Jews do not have the privilege enjoyed by all other peoples in the world, that is, the luxury of hating one another or, for that matter, of hating themselves. Other groups can get away with intramural conflict, the Islamic umma being the chief example of a community that can inflict enormous damage on itself, sundered between Sunni and Shia, nationalists and pan-Arabists, despotic regimes and the equally tyrannical Muslim Brotherhood. Due to its numbers, its domination of the United Nations, its vast oil reserves, and its energy stranglehold on the rest of the planet, it survives robustly and continues to exercise global power. Jews have no such exemption.

Such Jews have given hostages to fortune and rendered their own prosperity and well-being, let alone survival, hypothetical. The universal human prerogative of hating one’s fellow man, whether members of one’s race, ethnicity, or nation, should be anathema to Jews since they of all peoples can least afford it. No less than Cain hated Abel or Jeroboam hated Rehoboam or Paul hated Saul, or the Left hates the Right, or the radical progressivists hate Benjamin Netanyahu, the pathology continues to work its harm or, at the very least, to produce an etiology of dislocation in the self. One thinks of Israeli author Gilad Atzmon asserting in The Wandering Who? his “contempt for the Jew in me.”

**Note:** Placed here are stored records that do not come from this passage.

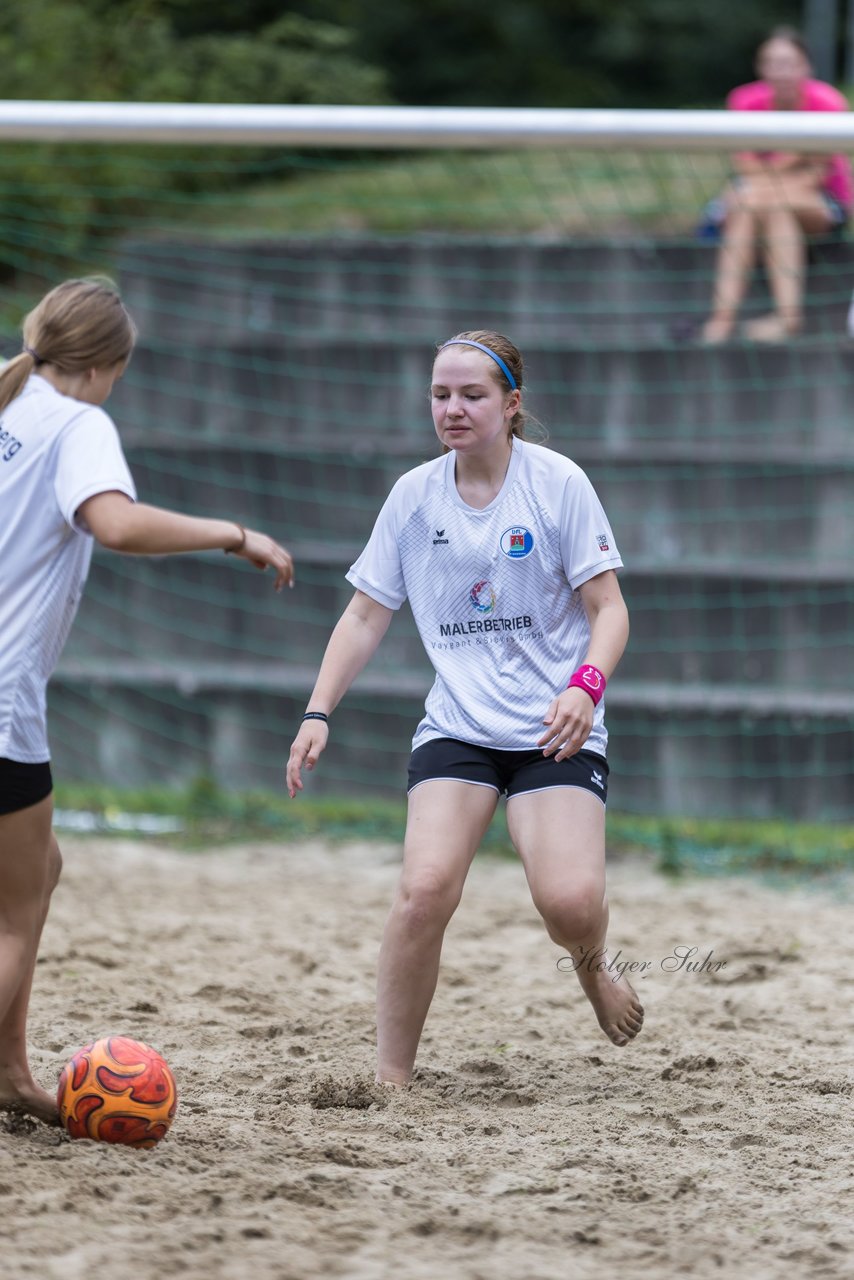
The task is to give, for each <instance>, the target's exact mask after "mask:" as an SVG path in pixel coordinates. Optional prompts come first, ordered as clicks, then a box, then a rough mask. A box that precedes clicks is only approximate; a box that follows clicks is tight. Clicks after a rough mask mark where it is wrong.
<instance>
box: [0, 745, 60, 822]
mask: <svg viewBox="0 0 854 1280" xmlns="http://www.w3.org/2000/svg"><path fill="white" fill-rule="evenodd" d="M52 790H54V780H52V777H51V773H50V762H49V760H45V762H44V763H42V764H24V763H23V762H22V760H8V759H6V758H5V756H4V755H0V814H4V813H17V812H18V809H28V808H29V806H31V805H33V804H38V801H40V800H44V799H45V797H46V796H49V795H50V792H51V791H52Z"/></svg>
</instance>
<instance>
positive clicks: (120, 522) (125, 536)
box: [90, 516, 133, 552]
mask: <svg viewBox="0 0 854 1280" xmlns="http://www.w3.org/2000/svg"><path fill="white" fill-rule="evenodd" d="M90 530H91V532H92V536H93V538H95V540H96V541H97V543H99V544H100V545H101V547H106V549H108V550H110V552H128V550H132V549H133V548H132V541H133V530H132V529H131V526H129V524H128V522H127V521H123V520H122V518H117V517H113V516H110V517H108V518H106V520H99V521H97V526H96V527H92V525H90Z"/></svg>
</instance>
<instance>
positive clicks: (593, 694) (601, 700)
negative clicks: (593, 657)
mask: <svg viewBox="0 0 854 1280" xmlns="http://www.w3.org/2000/svg"><path fill="white" fill-rule="evenodd" d="M606 684H607V681H606V678H604V676H603V675H602V672H600V671H599V668H598V667H594V666H592V664H590V663H589V662H588V663H585V664H584V667H579V669H577V671H574V672H572V675H571V676H570V682H568V685H567V686H566V687H567V689H583V690H584V692H585V694H589V695H590V698H592V699H593V705H594V707H598V705H599V703H600V701H602V695H603V694H604V686H606Z"/></svg>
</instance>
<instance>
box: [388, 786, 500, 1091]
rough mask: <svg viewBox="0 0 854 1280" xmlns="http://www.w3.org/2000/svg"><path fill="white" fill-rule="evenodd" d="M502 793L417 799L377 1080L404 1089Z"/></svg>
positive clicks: (441, 796) (414, 812) (433, 796)
mask: <svg viewBox="0 0 854 1280" xmlns="http://www.w3.org/2000/svg"><path fill="white" fill-rule="evenodd" d="M497 803H498V794H497V791H494V790H493V788H492V787H484V786H475V785H472V783H470V782H452V781H447V780H435V781H431V782H423V783H421V786H419V787H416V788H415V790H414V791H412V792H411V795H410V804H408V817H407V823H406V841H405V847H403V870H402V873H401V881H399V884H398V887H397V892H396V895H394V901H393V904H392V910H391V914H389V916H388V920H387V923H385V932H384V934H383V945H382V947H380V954H379V972H378V980H376V1048H378V1066H376V1079H378V1082H380V1083H383V1084H397V1085H403V1084H406V1083H407V1082H408V1079H410V1076H411V1074H412V1066H414V1064H415V1055H416V1052H417V1047H419V1041H420V1038H421V1030H423V1029H424V1021H425V1019H426V1015H428V1010H429V1007H430V1001H431V1000H433V993H434V991H435V984H437V979H438V974H439V959H440V955H442V942H443V940H444V931H446V928H447V924H448V920H449V919H451V916H452V915H453V913H455V910H456V909H457V904H458V902H460V897H461V895H462V887H463V884H465V881H466V876H467V874H469V868H470V867H471V860H472V858H474V855H475V852H476V850H478V845H479V844H480V840H481V838H483V833H484V832H485V829H487V827H488V826H489V822H490V819H492V815H493V813H494V812H495V805H497Z"/></svg>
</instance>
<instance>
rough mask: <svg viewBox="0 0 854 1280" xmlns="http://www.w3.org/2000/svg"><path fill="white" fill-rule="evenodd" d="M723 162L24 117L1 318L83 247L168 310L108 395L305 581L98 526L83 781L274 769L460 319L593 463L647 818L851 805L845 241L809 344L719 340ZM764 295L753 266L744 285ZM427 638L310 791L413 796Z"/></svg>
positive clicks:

I fear that in our ceaseless squabbles and conflicts with one another, we may one day bring about our own demise. It is as if there is something in the Jewish soul that, despite its love of life, paradoxically hungers for its own extinction, as if the very quick of life, of practical wisdom, ethnic solidarity, love of the better part of heritage, faith in the political miracle known as Israel, and the stubborn desire to persist, will often lie dormant.

Under these circumstances, it is hard not to sympathize with the pungent and despairing remark of the Przysucha Hassidic Rebbe, Menachem Mendel of Kotzk, who said of his quarrelsome people, “I could revive the dead, but I have more difficulty reviving the living.”